このように、SBI情報はたくさん集めるほど、部下の問題行動について多角的に検証することができ、フィードバックをするときの説得力が増します。

マネジャーによっては、自分だけではなく、部下の周囲にいる第三者にヒアリングを重ねて、さまざまな人の視点からSBI情報を仕入れる人もいます。

多角的な情報収集のことを「トライアンギュレーション:Triangulation(三角測量)」と言いますが、これによってより精緻な情報を集めることができます。

一般に、SBI情報を集めるためには、日頃の観察の他、「1on1」と呼ばれる短時間の面談を週1回(もしくは隔週1回)程度行うことをおすすめします。

「1on1」のやり方については、第5章で詳しく解説します。

まとめ

  • いきなりフィードバックをせずに、情報収集からスタートする
  • 情報収集のポイントは「SBI情報」

なるべく具体的に、行動レベルの情報を集める・SBI情報はなるべく多く集め、客観的に見ることを忘れない

【実践編】ステップ1:スタートの数分間で成否は決まる>フィードバック開始前のルール

「どこで行えば良いか」「最初に何を話すべきか」……ついつい戸惑いがちなフィードバックの最初のステップについて、緊張しすぎないように予習しておきましょう。

フィードバックで重要なのは「誰に言われるか」

SBI情報を集めて、フィードバックをする内容がまとまったら、いよいよフィードバックを行います。フィードバックで最も重要なことの一つは、部下に信頼してもらうことです。

フィードバックがうまくいくかどうかは、「何を言うか」もさることながら、「誰に言われるか」が非常に重要です。

相手に対してリスペクトを持って接しなければ、信頼感を得られず、話に耳を傾けてもらえません。

フィードバックが成功するためには、たとえ耳の痛い話であっても受け入れることのできる「感情の安定性」が大切なのです*8。

仮に内心は部下に腹を立てていたとしても、相手の成長を願い、相手をリスペクトする態度で臨みましょう。

フィードバックは密閉性の高い空間で行うフィードバックを行う場所は、個室がベストです。

一般にフィードバックは、ポジティブなことに加えて、耳の痛いことを通知する場合がほとんどです。

厳しいことを言われているのを他の人に聞かれるのは誰でもイヤですから、他の人に話を聞かれない環境を選ぶのが鉄則です。そうすれば、部下も安心します。密閉性の高い空間に入ったら、席に部下を誘導しましょう。

席の座り方については、机を挟んで面と向かって座ることを好む方と、部下と斜めの位置関係で座ることを好む方がいます。

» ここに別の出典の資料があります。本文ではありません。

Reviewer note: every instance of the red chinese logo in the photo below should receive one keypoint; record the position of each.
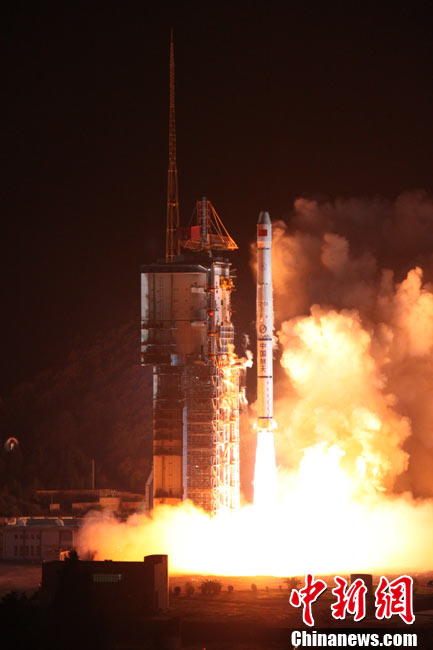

これは単なる好みの問題かと思いますが、後者の方がフレンドリーに話せる傾向はあるように思います。

もちろん、フレンドリーになると言っても、これから行われるのはフィードバックです。

しっかりと相手と向き合い、目を見て話をすることが求められるということは、心に留めておいてください。言いにくいことを話すときほど、相手の目を見て話しましょう。

雑談から始めて、緊張を解きほぐす上司に呼び出されれば、部下もなんとなく厳しい指摘を受けることを察知して、緊張します。

緊張感がないのも問題ですが、ありすぎると話が頭に入っていかないことがあります。ですから、最初は部下の趣味などの雑談をしたり、「最近どう?」といった近況報告を聞いたりすることから始めましょう。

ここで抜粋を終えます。